Depending on the number of adjacent grids of the primary cluster c1, the substep 342 may result in one or more second modularity degrees Q2.
In sub-step 343, apparatus 100 may determine at least one modularity difference Δ Q = Q2-Q1 between the at least one second modularity Q2 and the first modularity Q1.
In sub-step 344, device 100 may determine a maximum modularity difference max { Δ Q } of the at least one modularity difference Δ Q and update primary cluster c1 to include a neighboring grid corresponding to the maximum modularity difference max { Δ Q } in sub-step 345.
In such an embodiment, since the maximum modularity difference max { Δ Q } is not always a positive value, there is a case where the modularity of the primary cluster c1 is rather lowered after adding the adjacent grid corresponding to the maximum modularity difference max { Δ Q } to the primary cluster c 1. To this end, in some embodiments, in sub-step 345, it may be further determined whether the maximum modularity difference max { Δ Q } is greater than zero, and the neighboring grid corresponding to the maximum modularity difference max { Δ Q } may be added to the primary cluster c1 only if the maximum modularity difference max { Δ Q } is greater than zero.
The device 100 may traverse the plurality of grids obtained in step 310 using a modularity-based community discovery algorithm in the manner shown in fig. 6 to generate a plurality of primary clusters. In some embodiments, the plurality of primary clusters thus obtained may be the final result of step 340, and the cluster label to which each grid belongs may be determined according to which primary cluster the grid belongs. FIG. 7 illustrates a schematic diagram of a primary cluster generated according to some embodiments of the invention. As shown in FIG. 7, after traversing the sub-steps 341 through 345 described above for all grids, all nodes in the footprint graph 500 shown in FIG. 5 are clustered into two primary clusters, namely a first primary cluster 510 and a second primary cluster 520, wherein the first primary cluster 510 comprises grids 100 and 101, 100 and 103, and 99-102, and the second primary cluster 520 comprises grids 50-54 and 1-1.

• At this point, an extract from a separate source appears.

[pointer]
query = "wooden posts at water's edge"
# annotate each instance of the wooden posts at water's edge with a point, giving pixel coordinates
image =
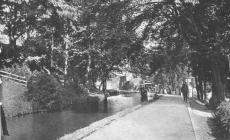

In other embodiments, the plurality of primary clusters obtained as described above are considered the result of a preliminary clustering of a plurality of grids in the geographic area 200, i.e., a plurality of small communities of the geographic area 200 are generated. Step 340 may also include further clustering of these small communities to produce larger communities.
Specifically, the apparatus 100 may merge the grid in each primary cluster into one super node to merge the above-obtained plurality of primary clusters into a plurality of super nodes. Each supernode may include a grid in the corresponding primary cluster, and the number of transitions between two supernodes is determined based on the number of transitions from a grid in one supernode to a grid in the other supernode. FIG. 8 illustrates a schematic diagram of a supernode according to some embodiments of the present invention. As shown in FIG. 8, the grids 100, 103, and 99-102 in the first preliminary cluster 510 are merged into the super node S1, and the grids 50-54 and 1-1 in the second preliminary cluster 520 are merged into the super node S2, wherein the number of transitions from the super node S1 to the super node S2 is 5. Here, only the grids 99-102 in the first primary cluster 510 and the grids 50-54 in the second primary cluster 520 are connected between the first primary cluster 510 and the second primary cluster 520 as shown in FIG. 7, so the number of transitions from the super node S1 to the super node S2 is the number of transitions from the grids 99-102 in the first primary cluster 510 to the grids 50-54 in the second primary cluster 520. However, those skilled in the art will appreciate that the present invention is not so limited, and if there are connections (i.e., there are transitions) between other grids in the first preliminary cluster 510 and other grids in the second preliminary cluster 520, then the number of transitions from the supernode S1 to the supernode S2 is equal to the sum of the number of transitions from any of the supernodes to any of the supernodes S2.
After merging each primary cluster into a supernode, the apparatus 100 may further cluster the supernodes in step 340 in a similar manner as in sub-steps 341 through 345 described above.
Specifically, the device 100 may calculate the modularity of a supernode. Here, the modularity of the super node (for distinction from the modularity of the primary cluster, the modularity of the super node is referred to as a third modularity here) Q3 may be calculated according to the above equation (1). The device 100 may then sequentially combine at least one neighboring supernode of the supernode into the supernode and calculate at least one modularity (referred to herein as a fourth modularity) Q4 of the updated supernode. Also, one or more fourth modularity degrees Q4 may be available here, depending on the number of supernodes' neighbors.
Next, the apparatus 100 may determine at least one modularity difference Δ Q '= Q4-Q3 between the at least one fourth modularity Q4 and the third modularity Q3, determine a maximum modularity difference max { Δ Q' } of the at least one modularity difference Δ Q ', and update the supernode to include an adjacent supernode corresponding to the maximum modularity difference max { Δ Q' }.
The device 100 may traverse all supernodes using a modularity-based community discovery algorithm to generate a plurality of update clusters, each update cluster containing at least one supernode. In some cases, the update clusters thus obtained may be the final result of step 340, and the cluster label to which each grid belongs may be determined according to which update cluster the grid belongs. Of course, in other cases, the above process may also be repeated for the updated clusters thus generated until the resulting cluster size meets the desired conditions.
Through the above step 340, all grids in the geographic area 200 may be clustered into corresponding clusters, and the clustering result may be as shown in table 5 below, for example.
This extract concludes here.